$x^2+x+1\equiv 0\mod 49$
We have the ring isomorphism $\mathbb{Z}/49\mathbb{Z}\to\mathbb{Z}/7\mathbb{Z}\times\mathbb{Z}/7\mathbb{Z}$.
Consider $x^2+x+1\equiv 0\mod 7$
I usually solve these polynomial congruencies using the 'complete the square' method.
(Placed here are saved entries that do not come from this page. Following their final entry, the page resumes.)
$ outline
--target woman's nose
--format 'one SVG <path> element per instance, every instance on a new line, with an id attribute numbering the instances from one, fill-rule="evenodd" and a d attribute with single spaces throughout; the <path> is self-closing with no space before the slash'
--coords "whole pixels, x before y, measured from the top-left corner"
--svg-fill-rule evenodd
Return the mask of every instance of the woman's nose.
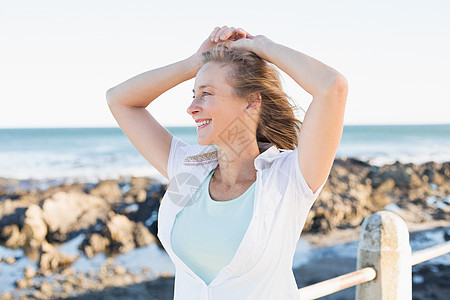
<path id="1" fill-rule="evenodd" d="M 191 116 L 194 116 L 197 113 L 199 113 L 200 110 L 201 110 L 200 106 L 198 105 L 196 99 L 194 99 L 191 105 L 189 105 L 189 107 L 187 108 L 187 113 L 190 114 Z"/>

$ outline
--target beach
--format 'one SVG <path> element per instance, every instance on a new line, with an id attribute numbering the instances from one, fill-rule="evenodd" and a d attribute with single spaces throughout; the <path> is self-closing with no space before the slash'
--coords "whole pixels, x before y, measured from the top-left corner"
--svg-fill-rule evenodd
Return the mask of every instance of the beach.
<path id="1" fill-rule="evenodd" d="M 449 240 L 449 179 L 450 162 L 336 159 L 297 246 L 299 288 L 354 271 L 360 225 L 376 211 L 406 222 L 413 251 Z M 174 269 L 156 237 L 166 188 L 148 177 L 71 184 L 1 178 L 0 299 L 171 299 Z M 413 268 L 414 299 L 443 299 L 449 256 Z"/>

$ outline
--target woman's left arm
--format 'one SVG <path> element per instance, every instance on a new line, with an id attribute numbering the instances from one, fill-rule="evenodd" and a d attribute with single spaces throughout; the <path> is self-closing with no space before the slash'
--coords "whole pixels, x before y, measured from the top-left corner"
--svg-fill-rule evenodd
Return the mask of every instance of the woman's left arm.
<path id="1" fill-rule="evenodd" d="M 234 28 L 233 28 L 234 29 Z M 273 63 L 313 96 L 299 135 L 298 163 L 315 193 L 327 179 L 342 136 L 348 84 L 346 78 L 320 61 L 242 29 L 222 31 L 219 40 L 230 49 L 245 49 Z M 228 39 L 234 36 L 235 41 Z"/>
<path id="2" fill-rule="evenodd" d="M 270 40 L 255 49 L 313 96 L 299 135 L 298 163 L 315 193 L 330 174 L 342 136 L 348 84 L 346 78 L 320 61 Z"/>

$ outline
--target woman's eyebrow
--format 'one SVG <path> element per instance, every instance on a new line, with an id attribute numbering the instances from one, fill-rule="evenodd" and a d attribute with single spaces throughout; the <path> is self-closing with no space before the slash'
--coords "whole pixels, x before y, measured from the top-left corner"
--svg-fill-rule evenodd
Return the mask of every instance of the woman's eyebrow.
<path id="1" fill-rule="evenodd" d="M 205 84 L 205 85 L 199 86 L 198 89 L 201 90 L 201 89 L 204 89 L 204 88 L 206 88 L 206 87 L 214 88 L 214 87 L 213 87 L 212 85 L 210 85 L 210 84 Z M 192 92 L 195 93 L 195 90 L 192 89 Z"/>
How would I go about doing that in this case?
EDIT:
$x^2+x+1\equiv x^2-6x+8\equiv(x-3)^2\equiv 1\mod 7$
I get solutions $x=4$ and $x=2$ $\mod 7$.
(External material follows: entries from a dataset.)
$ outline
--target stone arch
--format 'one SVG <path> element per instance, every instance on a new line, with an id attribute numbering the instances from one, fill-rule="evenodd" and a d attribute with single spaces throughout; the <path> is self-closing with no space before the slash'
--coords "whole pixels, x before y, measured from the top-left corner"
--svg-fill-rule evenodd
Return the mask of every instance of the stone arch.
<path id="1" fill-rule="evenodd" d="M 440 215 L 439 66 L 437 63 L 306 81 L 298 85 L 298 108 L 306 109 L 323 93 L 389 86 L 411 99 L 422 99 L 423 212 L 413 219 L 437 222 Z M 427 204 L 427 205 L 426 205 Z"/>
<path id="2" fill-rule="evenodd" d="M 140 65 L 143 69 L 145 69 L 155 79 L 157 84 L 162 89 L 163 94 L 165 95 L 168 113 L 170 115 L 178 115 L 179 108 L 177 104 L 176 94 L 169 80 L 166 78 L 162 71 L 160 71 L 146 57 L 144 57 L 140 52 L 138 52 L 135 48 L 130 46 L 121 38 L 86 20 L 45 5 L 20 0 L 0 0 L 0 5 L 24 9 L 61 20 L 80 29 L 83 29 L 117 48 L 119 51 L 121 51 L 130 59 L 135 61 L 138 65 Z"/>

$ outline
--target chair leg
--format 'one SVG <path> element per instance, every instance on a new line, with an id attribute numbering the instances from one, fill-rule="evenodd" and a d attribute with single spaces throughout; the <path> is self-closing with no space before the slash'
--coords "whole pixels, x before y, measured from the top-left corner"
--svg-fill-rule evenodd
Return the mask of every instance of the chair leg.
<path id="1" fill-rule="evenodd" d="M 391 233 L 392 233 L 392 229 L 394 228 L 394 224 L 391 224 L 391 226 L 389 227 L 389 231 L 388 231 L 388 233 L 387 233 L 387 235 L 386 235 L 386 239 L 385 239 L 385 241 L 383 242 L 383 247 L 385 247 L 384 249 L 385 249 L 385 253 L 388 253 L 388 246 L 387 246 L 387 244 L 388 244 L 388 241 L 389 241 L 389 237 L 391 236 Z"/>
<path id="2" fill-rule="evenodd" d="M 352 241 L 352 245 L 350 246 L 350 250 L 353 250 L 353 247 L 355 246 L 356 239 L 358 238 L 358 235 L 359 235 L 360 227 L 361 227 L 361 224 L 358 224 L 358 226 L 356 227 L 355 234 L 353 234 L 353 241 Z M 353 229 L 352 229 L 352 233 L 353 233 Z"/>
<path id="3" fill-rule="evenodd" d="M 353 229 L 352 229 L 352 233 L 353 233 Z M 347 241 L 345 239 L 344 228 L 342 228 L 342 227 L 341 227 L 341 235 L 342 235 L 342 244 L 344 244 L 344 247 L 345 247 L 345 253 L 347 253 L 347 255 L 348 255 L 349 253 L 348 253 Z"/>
Now I tried to use Hemel's lifting, so,
We have $f(x)=x^2+x+1$ thus $f'(x)=2x+1$.
In the case of $x\equiv 2\mod 7$, we have $f(2)=7$, $f'(2)=5$; as $7\nmid f'(2)$, we can lift to a unique solutions by solving $f'(2)\equiv -\frac{f(2)}{7}\mod 7$, i.e. $5t\equiv -1\mod 7$.
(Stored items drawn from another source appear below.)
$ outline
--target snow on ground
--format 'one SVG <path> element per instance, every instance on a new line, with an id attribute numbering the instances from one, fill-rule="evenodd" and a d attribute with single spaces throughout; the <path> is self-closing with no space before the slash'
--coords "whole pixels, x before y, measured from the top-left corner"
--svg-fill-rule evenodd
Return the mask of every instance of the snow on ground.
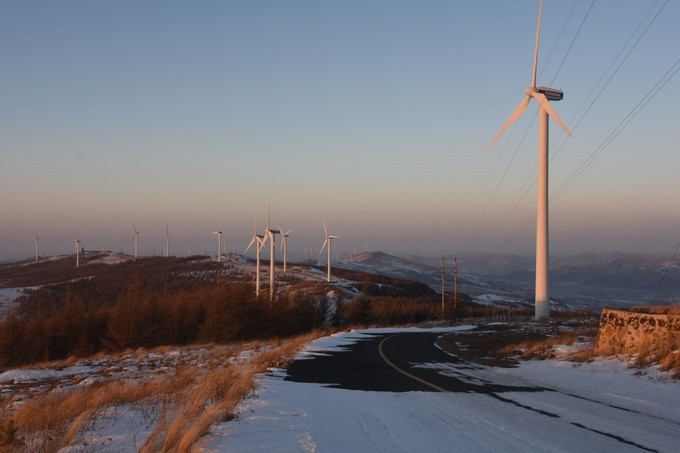
<path id="1" fill-rule="evenodd" d="M 16 305 L 16 299 L 24 294 L 25 288 L 0 288 L 0 318 Z"/>
<path id="2" fill-rule="evenodd" d="M 497 294 L 480 294 L 472 298 L 472 301 L 479 305 L 496 305 L 498 303 L 522 304 L 523 301 L 512 299 L 510 297 L 499 296 Z"/>
<path id="3" fill-rule="evenodd" d="M 414 330 L 340 333 L 310 343 L 298 359 L 346 350 L 370 334 Z M 506 401 L 478 393 L 355 391 L 285 381 L 285 370 L 275 370 L 260 377 L 255 397 L 242 402 L 237 421 L 213 426 L 203 449 L 526 452 L 652 446 L 677 451 L 679 445 L 680 383 L 664 382 L 658 374 L 639 376 L 617 360 L 530 361 L 518 368 L 420 366 L 472 381 L 554 391 L 502 393 Z"/>
<path id="4" fill-rule="evenodd" d="M 258 343 L 161 348 L 83 359 L 71 365 L 8 370 L 0 373 L 0 399 L 5 400 L 5 408 L 14 411 L 44 392 L 56 395 L 114 380 L 148 382 L 181 368 L 204 372 L 212 366 L 210 361 L 231 357 L 230 363 L 242 364 L 266 348 Z M 137 451 L 168 410 L 168 402 L 159 399 L 110 406 L 88 420 L 73 443 L 61 451 Z"/>
<path id="5" fill-rule="evenodd" d="M 87 264 L 119 264 L 134 259 L 130 255 L 122 253 L 104 253 L 100 258 L 94 259 Z"/>

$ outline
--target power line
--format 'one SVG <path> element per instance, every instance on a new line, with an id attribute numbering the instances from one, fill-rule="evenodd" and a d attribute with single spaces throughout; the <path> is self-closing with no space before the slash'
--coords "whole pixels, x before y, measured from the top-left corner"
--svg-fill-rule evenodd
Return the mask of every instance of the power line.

Clearly $t\equiv 4\mod 7$, leading to the solution $x\equiv 2+4\cdot 7\equiv 30\mod 49$.
In the case of $x\equiv 4\mod 7$, we have $f(4)=21$, $f'(4)=9$; as $7\nmid f'(4)$, we can lift to a unique solutions by solving $f'(4)t\equiv -\frac{f(4)}{7}\mod 7$ or $9t\equiv -\frac{9}{7}\mod 7$...and this is where I'm stuck, assuming I'm even doing it correctly.
Mod 7, we have $$x^2+x+1\equiv x^2-6x+8=0$$ or $$(x-3)^2=1$$
Since $7$ is prime, each coprime number has either two square roots, or none. Hence $x-3=1$ or $x-3=-1$, i.e. $x=4$ and $x=2$ are the two solutions mod $7$.